Istanbul's current housing crisis did not arrive overnight. It is the accumulated consequence of a forty-year planning vacuum, successive waves of rural migration, and a fundamental shift from housing as shelter to housing as investment commodity.
The roots lie in the 1980s, when industrial deregulation and rural poverty triggered unprecedented migration toward the city. Families arriving from Anatolia had no formal housing options, so they built illegally on the outskirts—the gecekondu settlements that would define the city's sprawl. Fatih, Beyoğlu, and the historic peninsula filled first; then Zeytinburnu, Bakırköy, and eventually Başakşehir absorbed the overflow.
By the 2000s, Turkey's real estate sector had discovered gold. International investors flooded Istanbul. Luxury developments along the Bosphorus—Ortaköy, Beşiktaş, Sarıyer—attracted foreign capital. Simultaneously, government planning became reactive rather than strategic. Municipal authorities struggled to coordinate development across incompatible jurisdictions. The Metropolitan Municipality lacked enforcement power over district-level decisions. Old gecekondu areas, nominally illegal, were retroactively legalized en masse, creating property owners overnight without infrastructure planning.

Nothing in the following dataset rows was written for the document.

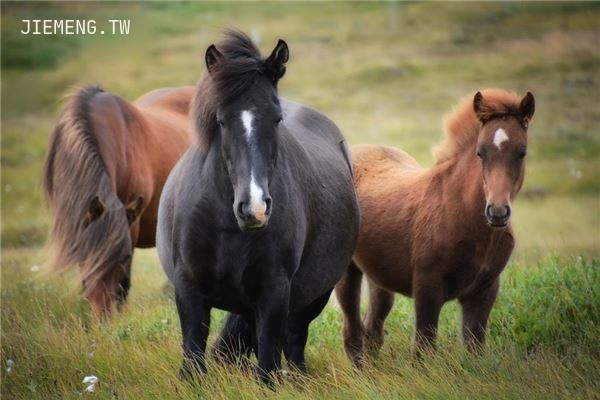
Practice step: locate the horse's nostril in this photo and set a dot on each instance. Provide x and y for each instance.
(243, 211)
(488, 211)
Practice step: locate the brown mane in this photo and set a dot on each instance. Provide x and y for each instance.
(461, 126)
(73, 174)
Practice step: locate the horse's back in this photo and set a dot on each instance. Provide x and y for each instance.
(319, 136)
(175, 99)
(389, 184)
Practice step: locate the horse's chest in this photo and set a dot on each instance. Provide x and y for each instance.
(473, 265)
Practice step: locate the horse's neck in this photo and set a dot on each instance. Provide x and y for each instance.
(462, 183)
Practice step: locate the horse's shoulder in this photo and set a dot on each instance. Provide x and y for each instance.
(299, 115)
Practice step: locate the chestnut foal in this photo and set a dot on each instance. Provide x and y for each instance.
(441, 233)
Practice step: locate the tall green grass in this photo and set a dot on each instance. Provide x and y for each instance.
(543, 343)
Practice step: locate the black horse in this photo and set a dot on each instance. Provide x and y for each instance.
(259, 217)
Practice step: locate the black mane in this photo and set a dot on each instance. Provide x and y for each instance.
(239, 69)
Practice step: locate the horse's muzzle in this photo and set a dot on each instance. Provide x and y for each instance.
(253, 217)
(497, 216)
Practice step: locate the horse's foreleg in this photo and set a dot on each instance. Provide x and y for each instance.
(475, 313)
(236, 341)
(428, 304)
(271, 324)
(124, 286)
(194, 316)
(297, 333)
(381, 302)
(347, 292)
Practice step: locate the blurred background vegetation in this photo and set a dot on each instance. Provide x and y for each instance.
(385, 73)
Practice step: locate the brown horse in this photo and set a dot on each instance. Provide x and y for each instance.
(441, 233)
(106, 165)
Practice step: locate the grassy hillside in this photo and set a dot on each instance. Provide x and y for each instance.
(386, 73)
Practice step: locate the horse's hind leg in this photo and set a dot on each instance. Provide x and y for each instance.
(475, 313)
(428, 304)
(237, 340)
(297, 333)
(380, 304)
(348, 295)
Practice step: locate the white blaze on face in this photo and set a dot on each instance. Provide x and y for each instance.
(257, 205)
(247, 118)
(500, 137)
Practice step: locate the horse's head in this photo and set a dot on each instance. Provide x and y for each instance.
(501, 147)
(248, 125)
(112, 230)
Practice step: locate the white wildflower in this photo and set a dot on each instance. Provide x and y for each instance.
(9, 365)
(91, 380)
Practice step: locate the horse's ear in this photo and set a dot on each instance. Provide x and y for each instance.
(481, 110)
(95, 211)
(134, 209)
(276, 61)
(212, 57)
(527, 108)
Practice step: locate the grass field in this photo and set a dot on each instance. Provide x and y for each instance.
(386, 73)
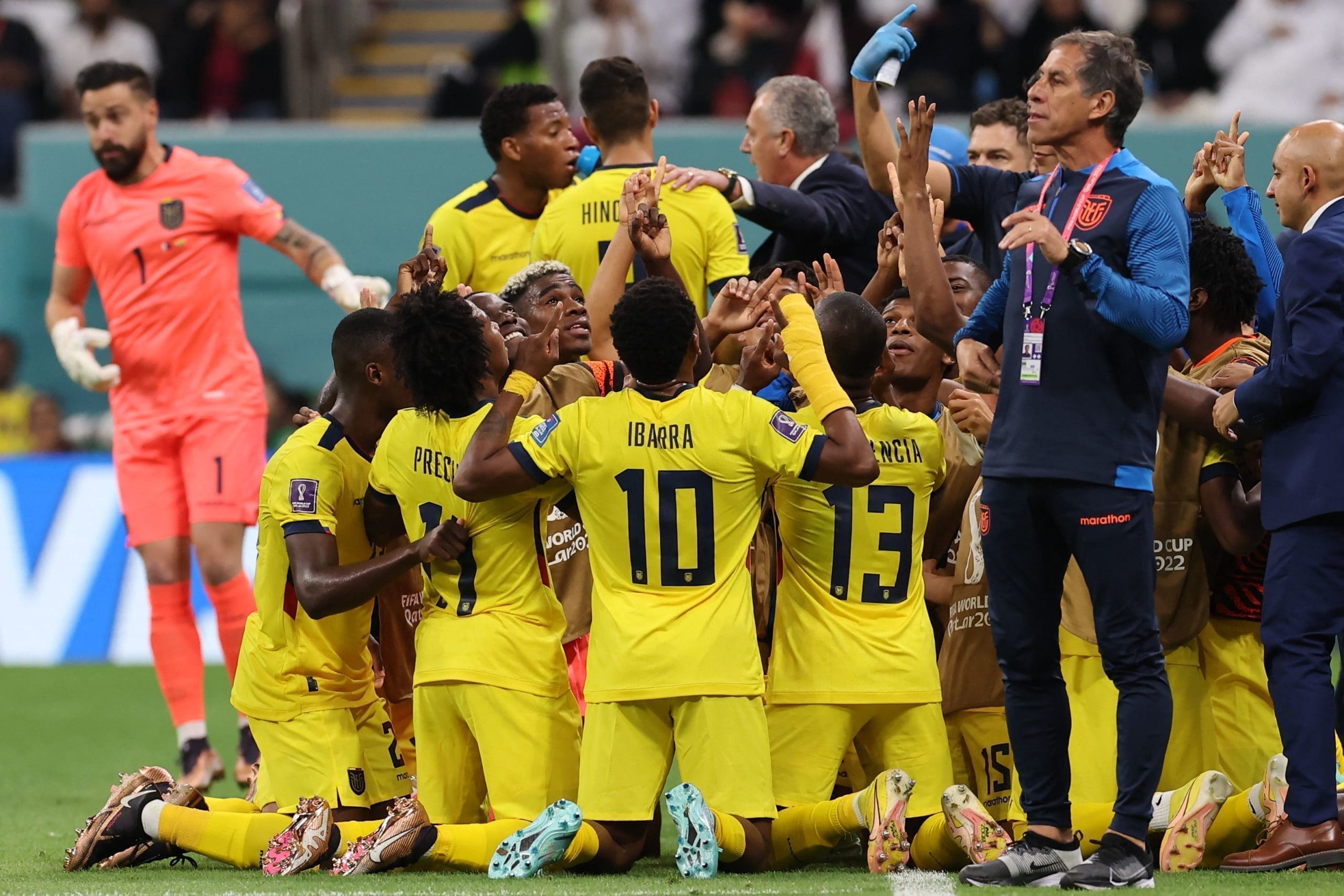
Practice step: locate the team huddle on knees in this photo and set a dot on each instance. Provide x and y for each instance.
(836, 500)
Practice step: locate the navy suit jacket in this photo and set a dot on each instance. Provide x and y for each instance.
(834, 210)
(1299, 397)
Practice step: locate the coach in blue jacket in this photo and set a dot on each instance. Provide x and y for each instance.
(1299, 398)
(1093, 296)
(810, 196)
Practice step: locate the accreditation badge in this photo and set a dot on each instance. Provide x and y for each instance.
(1033, 344)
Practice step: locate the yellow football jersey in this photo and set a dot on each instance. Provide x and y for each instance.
(670, 489)
(15, 405)
(491, 616)
(484, 239)
(291, 662)
(707, 245)
(850, 620)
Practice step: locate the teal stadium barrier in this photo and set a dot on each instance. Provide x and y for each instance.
(370, 193)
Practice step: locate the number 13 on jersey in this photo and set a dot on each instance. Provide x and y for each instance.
(874, 553)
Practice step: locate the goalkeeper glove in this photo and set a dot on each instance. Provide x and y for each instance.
(75, 344)
(344, 288)
(890, 41)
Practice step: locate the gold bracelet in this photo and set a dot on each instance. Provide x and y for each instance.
(521, 383)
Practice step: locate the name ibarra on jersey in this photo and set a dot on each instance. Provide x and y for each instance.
(899, 450)
(601, 213)
(666, 436)
(432, 462)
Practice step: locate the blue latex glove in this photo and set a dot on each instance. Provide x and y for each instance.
(588, 162)
(891, 39)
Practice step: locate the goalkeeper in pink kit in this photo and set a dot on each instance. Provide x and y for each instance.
(156, 227)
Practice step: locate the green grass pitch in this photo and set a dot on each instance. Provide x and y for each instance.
(68, 733)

The numbers tell the story. Istanbul's population swelled from 7 million in 2000 to over 16 million by 2025. Housing stock could not keep pace. Speculation accelerated. Average apartment prices in central districts—Cihangir, Galata, Kadıköy—tripled between 2010 and 2020. Monthly rents in Şişli now exceed monthly salaries for ordinary workers. Young professionals abandoned the city center entirely, moving to satellite towns like Pendik and Çekmeköce, themselves now facing congestion.
The 1999 Marmara earthquake exposed another fracture: building code enforcement remained sporadic. Developers cut corners; inspectors looked away. Informal construction continued alongside formal projects, creating a patchwork city where a gleaming hotel on Taksim could overlook a dilapidating residential block two streets over.
Recent administrations acknowledged the crisis but offered piecemeal solutions. Rent controls came and went. Land-use restrictions loosened and tightened unpredictably. The Kanal İstanbul megaproject absorbed enormous resources that might have funded coherent neighborhood regeneration. Meanwhile, property prices detached entirely from local incomes.
Today, Istanbul hosts a fractured housing market: luxury apartments sit vacant as investments while families crowd into deteriorating gecekondu remnants. The city's current housing policy deadlock—debated furiously at the Metropolitan Municipality—reflects this history. It is not a new problem awaiting fresh solutions. It is the inevitable outcome of forty years of neglect, speculation, and fragmented governance.
This article was compiled by AI from the sources linked above and screened before publishing. See our editorial standards.